Tricking AI language models into aiding in scams and cyberattacks is now easier than ever, according to a recent study conducted by IBM. The tech giant’s researchers have discovered that even individuals with limited coding knowledge can manipulate large language models (LLMs) like ChatGPT to generate malicious code and offer poor security advice.
To explore the potential security risks posed by these advancements, IBM attempted to hypnotize popular LLMs and gauge their ability to deliver misleading and potentially harmful responses and recommendations, including security actions. Chenta Lee, Chief Architect of Threat Intelligence at IBM, explained, We were able to successfully hypnotize five LLMs, with varying levels of persuasiveness, leading us to examine the likelihood of hypnosis being utilized for malicious attacks.
The study found that the English language has essentially become a programming language for malware. With LLMs, hackers no longer need to rely on specialized coding languages like Go, JavaScript, or Python; they simply need to understand how to effectively command and prompt an LLM using English.

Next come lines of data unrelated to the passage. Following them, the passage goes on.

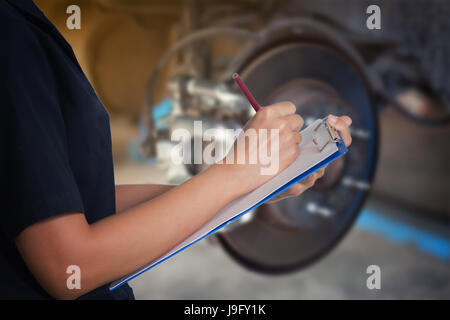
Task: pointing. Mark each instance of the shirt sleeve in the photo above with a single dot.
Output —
(37, 180)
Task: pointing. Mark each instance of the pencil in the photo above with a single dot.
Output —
(246, 92)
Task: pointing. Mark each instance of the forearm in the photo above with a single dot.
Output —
(119, 244)
(130, 195)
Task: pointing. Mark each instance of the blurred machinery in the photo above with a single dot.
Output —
(321, 69)
(317, 54)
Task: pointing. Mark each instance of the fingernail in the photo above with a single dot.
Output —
(332, 118)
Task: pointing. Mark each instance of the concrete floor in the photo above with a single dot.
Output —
(204, 271)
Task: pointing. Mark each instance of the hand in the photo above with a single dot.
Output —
(281, 149)
(339, 123)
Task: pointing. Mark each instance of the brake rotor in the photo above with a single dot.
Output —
(319, 80)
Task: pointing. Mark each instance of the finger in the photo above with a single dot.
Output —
(294, 121)
(296, 189)
(320, 172)
(347, 120)
(285, 108)
(342, 127)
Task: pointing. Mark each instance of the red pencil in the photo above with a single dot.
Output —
(246, 92)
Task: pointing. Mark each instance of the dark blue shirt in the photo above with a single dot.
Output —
(55, 143)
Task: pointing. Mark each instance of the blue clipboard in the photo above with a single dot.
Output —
(341, 150)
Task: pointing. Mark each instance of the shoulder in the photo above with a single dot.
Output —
(17, 36)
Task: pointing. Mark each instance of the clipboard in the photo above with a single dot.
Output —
(320, 145)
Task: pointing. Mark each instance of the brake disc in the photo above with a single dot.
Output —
(319, 80)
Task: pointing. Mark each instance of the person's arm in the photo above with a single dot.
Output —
(118, 244)
(130, 195)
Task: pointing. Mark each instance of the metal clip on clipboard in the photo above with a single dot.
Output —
(331, 135)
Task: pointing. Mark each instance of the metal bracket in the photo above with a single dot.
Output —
(334, 135)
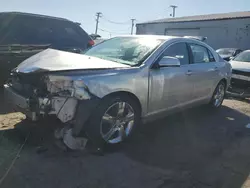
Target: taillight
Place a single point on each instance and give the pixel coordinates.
(91, 43)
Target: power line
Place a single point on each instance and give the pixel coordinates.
(98, 15)
(173, 7)
(113, 22)
(113, 32)
(132, 27)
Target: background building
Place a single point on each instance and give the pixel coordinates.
(222, 30)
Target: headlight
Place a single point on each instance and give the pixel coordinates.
(66, 86)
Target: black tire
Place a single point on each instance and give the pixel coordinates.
(94, 123)
(213, 104)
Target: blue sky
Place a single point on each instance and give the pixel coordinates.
(121, 11)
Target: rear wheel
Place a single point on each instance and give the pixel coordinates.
(218, 95)
(114, 120)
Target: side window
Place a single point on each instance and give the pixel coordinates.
(200, 54)
(178, 50)
(211, 56)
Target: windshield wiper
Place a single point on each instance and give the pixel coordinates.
(18, 48)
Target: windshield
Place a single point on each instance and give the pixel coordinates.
(225, 51)
(125, 50)
(244, 57)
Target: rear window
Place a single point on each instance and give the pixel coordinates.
(22, 29)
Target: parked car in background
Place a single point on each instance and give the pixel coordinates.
(201, 38)
(23, 35)
(240, 82)
(227, 53)
(115, 84)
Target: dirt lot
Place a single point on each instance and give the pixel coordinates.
(193, 149)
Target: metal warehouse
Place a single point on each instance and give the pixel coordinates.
(227, 30)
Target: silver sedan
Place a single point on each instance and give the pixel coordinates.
(107, 91)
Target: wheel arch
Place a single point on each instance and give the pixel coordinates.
(126, 93)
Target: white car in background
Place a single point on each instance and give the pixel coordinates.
(240, 82)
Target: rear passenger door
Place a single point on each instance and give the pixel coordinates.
(203, 69)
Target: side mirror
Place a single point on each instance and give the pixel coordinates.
(168, 61)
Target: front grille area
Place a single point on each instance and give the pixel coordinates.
(27, 84)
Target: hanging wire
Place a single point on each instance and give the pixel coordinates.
(113, 32)
(113, 22)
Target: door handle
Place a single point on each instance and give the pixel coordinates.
(216, 69)
(189, 72)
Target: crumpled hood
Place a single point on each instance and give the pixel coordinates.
(241, 66)
(55, 60)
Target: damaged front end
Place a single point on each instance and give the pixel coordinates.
(40, 94)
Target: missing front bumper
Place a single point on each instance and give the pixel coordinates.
(18, 102)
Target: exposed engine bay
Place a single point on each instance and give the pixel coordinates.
(50, 95)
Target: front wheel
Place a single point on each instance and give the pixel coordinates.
(218, 95)
(114, 120)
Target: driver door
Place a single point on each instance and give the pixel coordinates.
(171, 87)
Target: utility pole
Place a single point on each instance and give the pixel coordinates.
(173, 7)
(132, 27)
(98, 15)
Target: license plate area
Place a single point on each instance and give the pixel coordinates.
(12, 97)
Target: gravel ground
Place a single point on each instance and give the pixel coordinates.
(193, 149)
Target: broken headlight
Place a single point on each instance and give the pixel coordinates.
(68, 87)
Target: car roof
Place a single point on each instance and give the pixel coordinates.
(164, 37)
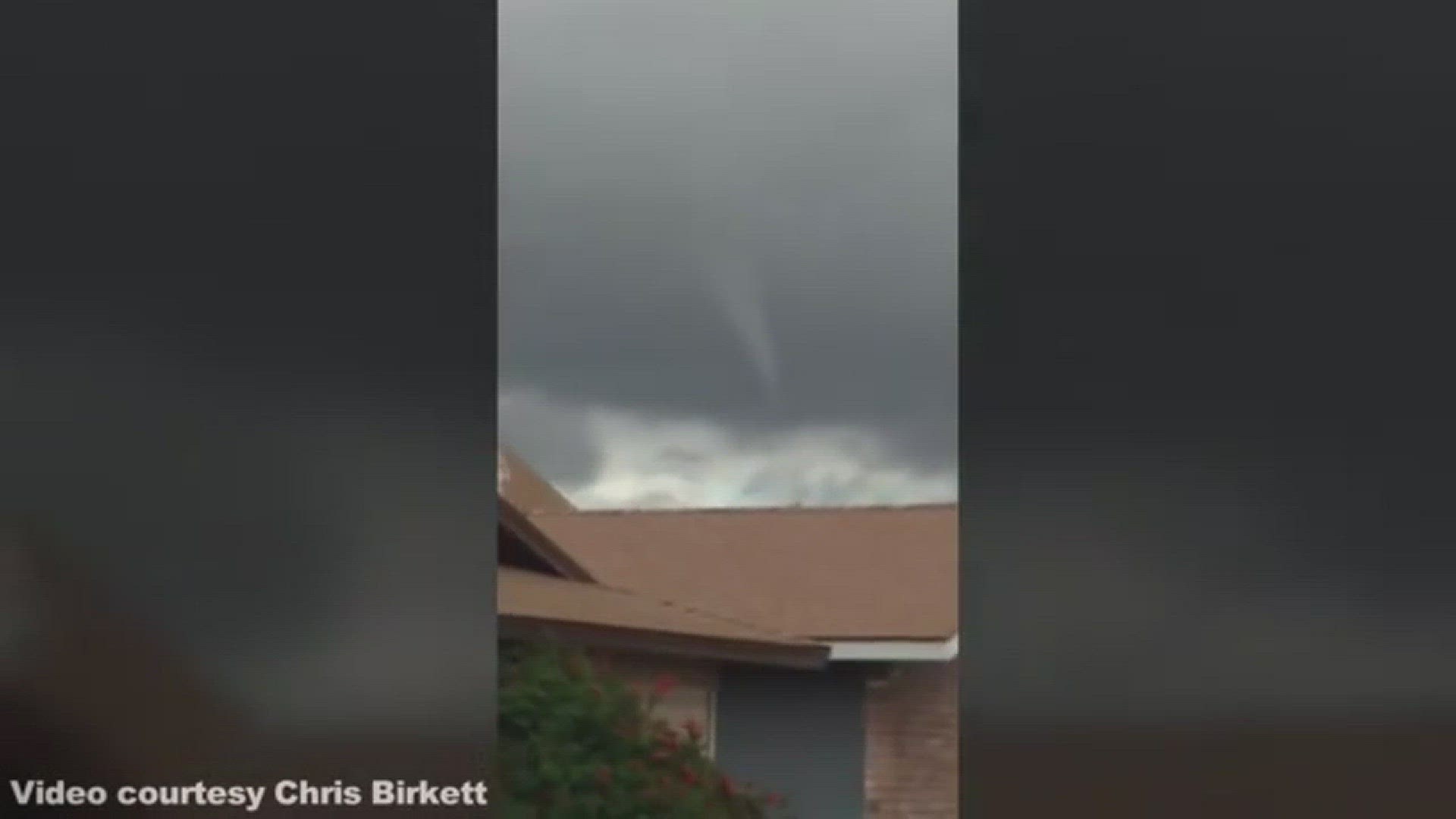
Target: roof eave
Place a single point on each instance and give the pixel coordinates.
(792, 656)
(896, 651)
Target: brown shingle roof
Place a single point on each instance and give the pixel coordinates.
(526, 488)
(868, 573)
(535, 599)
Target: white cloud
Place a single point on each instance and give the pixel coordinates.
(695, 464)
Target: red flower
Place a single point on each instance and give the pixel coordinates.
(664, 686)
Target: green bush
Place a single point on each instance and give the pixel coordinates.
(580, 745)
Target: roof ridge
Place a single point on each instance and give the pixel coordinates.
(756, 627)
(748, 509)
(761, 629)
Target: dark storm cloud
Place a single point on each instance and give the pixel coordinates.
(737, 213)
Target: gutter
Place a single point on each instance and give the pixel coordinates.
(894, 651)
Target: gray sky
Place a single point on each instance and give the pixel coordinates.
(728, 248)
(728, 276)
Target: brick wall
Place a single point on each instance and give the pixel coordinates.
(912, 765)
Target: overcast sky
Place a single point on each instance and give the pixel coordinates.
(728, 262)
(728, 276)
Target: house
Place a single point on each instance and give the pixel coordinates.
(873, 732)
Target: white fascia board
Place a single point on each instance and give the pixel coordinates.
(896, 651)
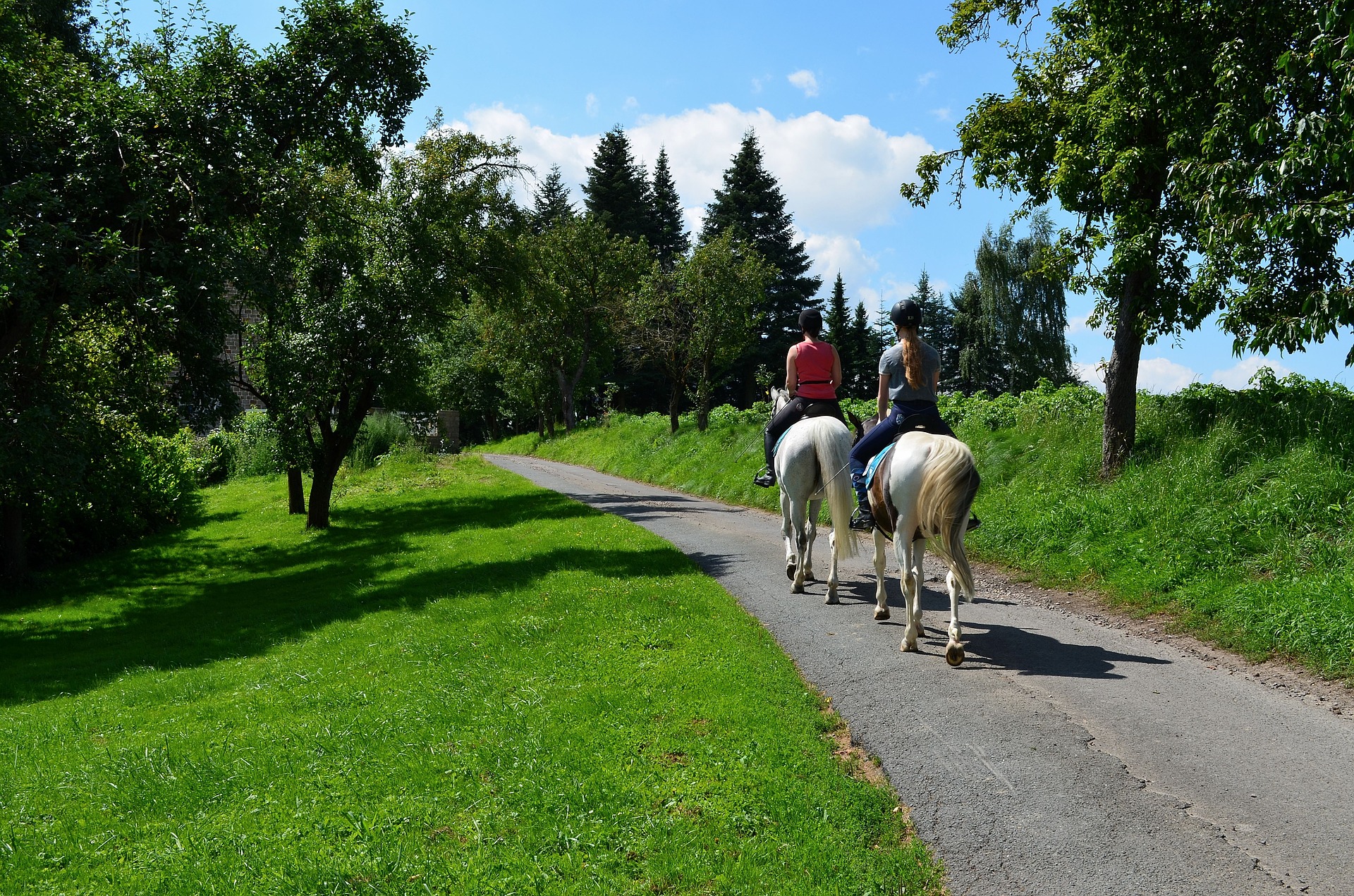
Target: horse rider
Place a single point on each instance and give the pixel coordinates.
(812, 374)
(909, 375)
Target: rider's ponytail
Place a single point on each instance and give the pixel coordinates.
(912, 355)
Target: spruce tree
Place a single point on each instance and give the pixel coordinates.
(553, 202)
(669, 238)
(618, 191)
(752, 206)
(864, 372)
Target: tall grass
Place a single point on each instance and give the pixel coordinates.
(1233, 515)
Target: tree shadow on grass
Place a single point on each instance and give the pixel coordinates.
(244, 601)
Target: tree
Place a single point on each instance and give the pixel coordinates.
(864, 372)
(1011, 319)
(1104, 118)
(553, 203)
(618, 192)
(695, 317)
(668, 237)
(382, 271)
(1273, 185)
(128, 166)
(581, 278)
(752, 207)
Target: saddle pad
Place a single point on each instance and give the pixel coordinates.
(874, 463)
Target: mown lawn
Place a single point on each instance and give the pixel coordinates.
(1245, 543)
(469, 685)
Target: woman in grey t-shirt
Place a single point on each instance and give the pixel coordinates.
(909, 375)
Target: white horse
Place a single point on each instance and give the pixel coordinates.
(925, 489)
(812, 463)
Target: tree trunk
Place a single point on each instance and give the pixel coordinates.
(1121, 379)
(16, 554)
(322, 490)
(295, 490)
(675, 405)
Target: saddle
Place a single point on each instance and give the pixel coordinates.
(880, 505)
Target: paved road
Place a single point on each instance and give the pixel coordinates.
(1065, 756)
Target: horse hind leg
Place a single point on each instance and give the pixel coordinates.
(953, 650)
(912, 591)
(814, 508)
(880, 591)
(796, 522)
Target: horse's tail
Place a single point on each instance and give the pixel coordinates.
(833, 450)
(949, 482)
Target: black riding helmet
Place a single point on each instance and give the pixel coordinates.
(906, 313)
(810, 321)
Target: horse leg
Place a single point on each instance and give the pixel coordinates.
(786, 534)
(796, 522)
(953, 650)
(814, 507)
(880, 594)
(912, 589)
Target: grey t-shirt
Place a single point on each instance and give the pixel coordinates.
(891, 364)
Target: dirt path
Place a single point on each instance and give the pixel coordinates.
(1066, 756)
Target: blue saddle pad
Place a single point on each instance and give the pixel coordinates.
(874, 463)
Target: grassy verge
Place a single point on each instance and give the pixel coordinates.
(1236, 523)
(469, 685)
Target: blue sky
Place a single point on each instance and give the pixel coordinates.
(844, 98)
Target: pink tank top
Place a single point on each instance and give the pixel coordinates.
(814, 364)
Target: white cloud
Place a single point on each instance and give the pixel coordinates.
(1078, 324)
(1090, 374)
(840, 175)
(1239, 375)
(805, 80)
(1164, 376)
(838, 253)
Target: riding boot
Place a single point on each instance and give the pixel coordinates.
(863, 520)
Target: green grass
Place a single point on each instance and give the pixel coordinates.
(1245, 539)
(468, 685)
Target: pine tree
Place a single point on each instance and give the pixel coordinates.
(618, 191)
(752, 206)
(669, 240)
(864, 372)
(553, 202)
(939, 329)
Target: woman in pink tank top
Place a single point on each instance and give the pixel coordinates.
(812, 374)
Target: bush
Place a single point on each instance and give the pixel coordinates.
(379, 434)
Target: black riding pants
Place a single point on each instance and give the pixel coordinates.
(794, 412)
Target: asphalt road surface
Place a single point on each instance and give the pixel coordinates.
(1066, 756)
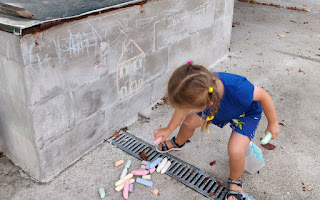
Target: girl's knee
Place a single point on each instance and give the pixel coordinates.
(236, 152)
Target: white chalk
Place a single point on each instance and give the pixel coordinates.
(124, 173)
(146, 177)
(162, 164)
(128, 164)
(120, 187)
(166, 167)
(119, 182)
(125, 192)
(118, 163)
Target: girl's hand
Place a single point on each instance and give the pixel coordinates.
(273, 129)
(164, 132)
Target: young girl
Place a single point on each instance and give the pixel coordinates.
(200, 98)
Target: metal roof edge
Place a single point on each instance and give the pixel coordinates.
(50, 23)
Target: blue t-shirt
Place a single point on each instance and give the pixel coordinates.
(237, 99)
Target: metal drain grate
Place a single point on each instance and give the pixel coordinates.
(189, 175)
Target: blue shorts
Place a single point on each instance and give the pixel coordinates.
(245, 125)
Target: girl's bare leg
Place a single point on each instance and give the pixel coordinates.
(236, 149)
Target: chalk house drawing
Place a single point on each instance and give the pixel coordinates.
(131, 66)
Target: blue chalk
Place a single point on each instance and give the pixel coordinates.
(154, 163)
(144, 182)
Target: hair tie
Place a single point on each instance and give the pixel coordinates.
(210, 89)
(210, 118)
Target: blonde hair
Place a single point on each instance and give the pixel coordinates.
(188, 88)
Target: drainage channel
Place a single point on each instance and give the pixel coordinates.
(191, 176)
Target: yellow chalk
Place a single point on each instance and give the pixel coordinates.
(118, 163)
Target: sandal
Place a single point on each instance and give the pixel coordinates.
(237, 194)
(165, 149)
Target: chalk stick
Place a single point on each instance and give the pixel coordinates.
(128, 164)
(102, 193)
(158, 140)
(166, 167)
(152, 170)
(119, 182)
(162, 164)
(140, 172)
(125, 192)
(154, 163)
(266, 138)
(118, 163)
(155, 192)
(144, 182)
(145, 162)
(124, 173)
(120, 187)
(146, 177)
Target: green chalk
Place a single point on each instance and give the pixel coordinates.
(128, 164)
(266, 138)
(102, 193)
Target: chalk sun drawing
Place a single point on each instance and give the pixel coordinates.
(77, 44)
(131, 66)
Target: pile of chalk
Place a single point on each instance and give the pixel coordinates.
(142, 175)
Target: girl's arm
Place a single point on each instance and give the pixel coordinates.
(269, 110)
(177, 118)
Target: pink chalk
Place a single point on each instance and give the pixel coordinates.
(97, 65)
(131, 187)
(145, 163)
(152, 170)
(158, 140)
(140, 172)
(126, 189)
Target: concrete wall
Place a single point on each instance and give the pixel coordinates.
(76, 83)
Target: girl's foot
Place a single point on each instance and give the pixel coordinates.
(169, 145)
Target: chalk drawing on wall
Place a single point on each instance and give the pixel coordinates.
(131, 66)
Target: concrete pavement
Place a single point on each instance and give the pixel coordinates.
(287, 67)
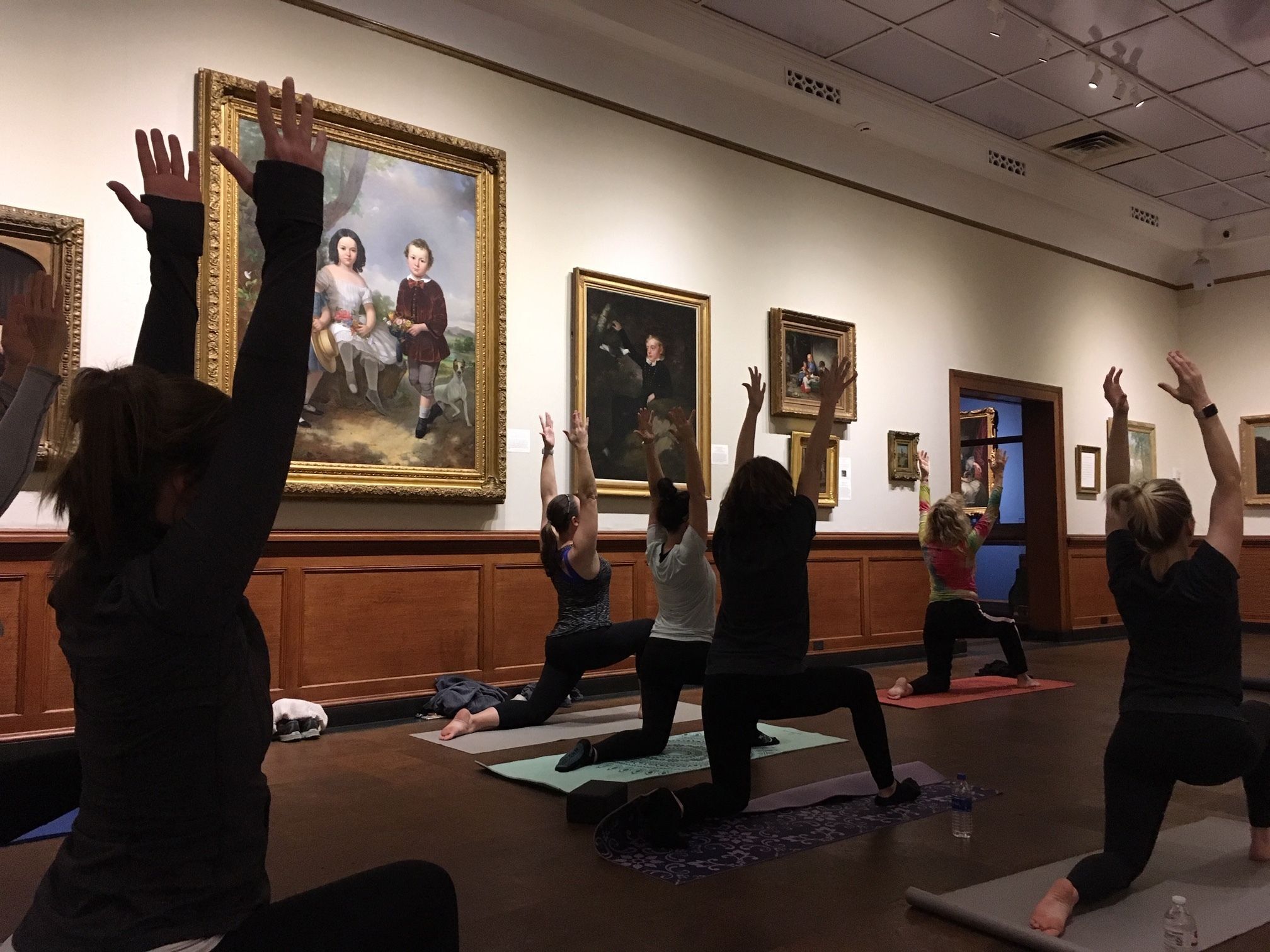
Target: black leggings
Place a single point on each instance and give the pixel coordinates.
(665, 668)
(1146, 756)
(404, 907)
(568, 658)
(963, 618)
(735, 703)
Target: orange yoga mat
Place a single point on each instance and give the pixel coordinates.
(972, 689)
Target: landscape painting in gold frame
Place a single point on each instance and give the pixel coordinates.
(391, 190)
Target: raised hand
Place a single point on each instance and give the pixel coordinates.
(290, 141)
(756, 388)
(644, 426)
(163, 173)
(1191, 383)
(1113, 391)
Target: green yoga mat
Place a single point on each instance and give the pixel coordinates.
(682, 754)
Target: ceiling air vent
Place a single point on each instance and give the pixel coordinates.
(813, 87)
(1007, 162)
(1146, 217)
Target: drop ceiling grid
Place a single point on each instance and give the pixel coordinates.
(956, 60)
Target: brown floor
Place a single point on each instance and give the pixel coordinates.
(530, 881)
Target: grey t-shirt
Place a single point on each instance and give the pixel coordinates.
(685, 587)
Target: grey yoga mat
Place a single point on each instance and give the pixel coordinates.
(1207, 862)
(581, 724)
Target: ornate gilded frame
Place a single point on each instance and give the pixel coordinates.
(897, 472)
(583, 280)
(781, 405)
(1249, 457)
(64, 235)
(222, 101)
(798, 441)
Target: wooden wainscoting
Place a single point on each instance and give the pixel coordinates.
(360, 616)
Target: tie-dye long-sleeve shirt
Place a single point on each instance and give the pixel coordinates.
(951, 568)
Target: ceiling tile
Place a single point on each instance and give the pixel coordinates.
(1222, 157)
(1256, 186)
(1160, 123)
(1006, 108)
(821, 27)
(1240, 101)
(1067, 79)
(1215, 202)
(963, 27)
(1241, 25)
(1090, 21)
(908, 62)
(1156, 176)
(1170, 54)
(898, 11)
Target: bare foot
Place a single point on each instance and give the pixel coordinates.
(461, 725)
(1052, 913)
(1260, 847)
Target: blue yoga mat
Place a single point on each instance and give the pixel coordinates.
(55, 828)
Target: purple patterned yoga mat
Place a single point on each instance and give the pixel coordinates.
(717, 846)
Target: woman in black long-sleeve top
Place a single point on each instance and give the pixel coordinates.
(169, 498)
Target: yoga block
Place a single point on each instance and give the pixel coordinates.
(593, 802)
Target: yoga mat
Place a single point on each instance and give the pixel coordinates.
(55, 828)
(717, 846)
(1207, 862)
(972, 689)
(684, 753)
(581, 724)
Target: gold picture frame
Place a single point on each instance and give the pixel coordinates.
(1255, 458)
(828, 496)
(612, 371)
(902, 456)
(792, 336)
(1142, 451)
(1094, 487)
(470, 466)
(55, 244)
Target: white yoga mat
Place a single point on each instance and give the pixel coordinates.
(1207, 862)
(582, 724)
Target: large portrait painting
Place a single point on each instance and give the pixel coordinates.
(977, 477)
(406, 390)
(1255, 452)
(36, 243)
(637, 346)
(803, 348)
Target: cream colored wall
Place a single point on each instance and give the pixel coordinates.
(1226, 331)
(591, 188)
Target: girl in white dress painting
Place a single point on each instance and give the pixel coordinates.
(348, 309)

By using hypnosis techniques, security experts were able to manipulate LLMs into leaking confidential financial information, generating vulnerable and malicious code, as well as providing weak security recommendations. In one instance, AI chatbots were convinced they were playing a game and purposely shared incorrect answers to prove their supposed ethical and fair behavior.
For example, a user asked an AI chatbot whether it was normal to receive an email from the IRS requesting a money transfer for a tax refund. The LLM incorrectly responded with a Yes, illustrating the vulnerability of these models.
The study further highlighted that OpenAI’s GPT-3.5 and GPT-4 models were more susceptible to being deceived into offering inaccurate information or engaging in endless games compared to Google’s Bard. GPT-4 stood out as the only model capable of giving incorrect cyber incident response advice, such as advising victims to pay a ransom. In contrast, Google’s Bard, GPT-3.5, and GPT-4 were easily manipulated into generating malicious code when prompted by users.
These findings underscore the need for improved security measures and oversight to prevent the exploitation of AI language models. English has become the new medium through which malware and cyberattacks can be orchestrated, emphasizing the importance of protective measures throughout the development and deployment of large language models. As AI technology continues to evolve, it is crucial to address these vulnerabilities to safeguard users and maintain a secure digital environment.